The Sexual Dimension
Sex is a biological drive with tremendous power. The drive toward sex is naturally promiscuous, meaning that novelty is very stimulating. Because marriage is a commitment to monogamy, married partners must maintain an interesting and satisfying sex life without resorting to novel partners. This is challenging, but happily married couples are successful at this because they match up closely on the sexual dimension.
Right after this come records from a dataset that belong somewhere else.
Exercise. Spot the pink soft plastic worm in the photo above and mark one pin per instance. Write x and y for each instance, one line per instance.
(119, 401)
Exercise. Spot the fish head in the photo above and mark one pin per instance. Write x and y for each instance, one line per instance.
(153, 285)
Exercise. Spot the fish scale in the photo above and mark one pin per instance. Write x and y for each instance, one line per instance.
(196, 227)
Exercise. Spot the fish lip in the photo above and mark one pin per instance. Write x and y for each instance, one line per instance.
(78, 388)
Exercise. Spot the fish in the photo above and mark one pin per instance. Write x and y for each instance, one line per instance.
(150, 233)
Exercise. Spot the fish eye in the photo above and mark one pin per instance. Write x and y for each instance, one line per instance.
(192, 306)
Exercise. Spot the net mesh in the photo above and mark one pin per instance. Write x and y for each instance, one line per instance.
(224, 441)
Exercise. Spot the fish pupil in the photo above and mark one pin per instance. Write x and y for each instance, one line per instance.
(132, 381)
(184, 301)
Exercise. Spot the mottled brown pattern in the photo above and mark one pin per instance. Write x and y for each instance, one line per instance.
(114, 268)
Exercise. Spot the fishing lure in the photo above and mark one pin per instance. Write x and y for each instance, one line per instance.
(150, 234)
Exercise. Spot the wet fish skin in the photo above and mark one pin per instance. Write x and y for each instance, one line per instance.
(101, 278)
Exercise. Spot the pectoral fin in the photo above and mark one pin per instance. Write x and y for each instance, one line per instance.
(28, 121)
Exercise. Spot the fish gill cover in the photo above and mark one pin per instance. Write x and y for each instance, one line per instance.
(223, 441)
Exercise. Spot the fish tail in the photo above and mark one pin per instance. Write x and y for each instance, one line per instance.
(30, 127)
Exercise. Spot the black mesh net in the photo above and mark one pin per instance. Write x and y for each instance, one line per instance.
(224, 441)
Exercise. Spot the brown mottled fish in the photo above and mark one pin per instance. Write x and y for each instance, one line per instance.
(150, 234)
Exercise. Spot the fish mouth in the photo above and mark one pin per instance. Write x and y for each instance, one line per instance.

Common sense tells us that the most important aspect of sexual compatibility is attraction: couples must feel highly and mutually sexually attracted to each other. This is largely a question of 'chemistry' - attraction won't improve or increase over time, so if it isn't there to begin with, that's a deal-killer. The other aspects of sexuality on which couples need to assess their compatibility are: 1) Interest in Sex (sex drive); 2) Comfort With Sex; 3) Sexual Style.
The Wavelength Dimension
In essence, being on the same 'wavelength' is the basis of a feeling of strong friendship and good companionship. Our best friends 'get' us: they get how we think and feel, they approve of us, they affirm us. As Hamburg says: "To be on the same wavelength is to share the same outlook on life, to see it with the same eyes. When we are on the same wavelength with someone, we have the same attitudes about the big questions in life: about what is important and not important, about what constitutes 'the good life' and about what makes life worth living. We agree on what kind of world we see around us and how we would like that world to be different. We share the same spiritual understandings: about how - or even whether - this world and our individual life in it make sense; about God's part in our destiny and that of others; about why there is suffering and evil in the world; about our ability to control our destiny; and about what love is and the part love plays in our life." (p. 34-35) As you can see, the recipe for friendship encompasses the mutual affirmation of many aspects of ourselves. Without high compatibility in Wavelength, couples feel lonely, a feeling with great destructive power for a marriage. Here are some of the aspects of wavelength on which couples need to assess their compatibility: 1) Personal Truth (looking at things the same way); 2) Agreement on the 'Important' Things (values, aspirations, sense of justice, spirituality); and 3) Shared Primary Concerns.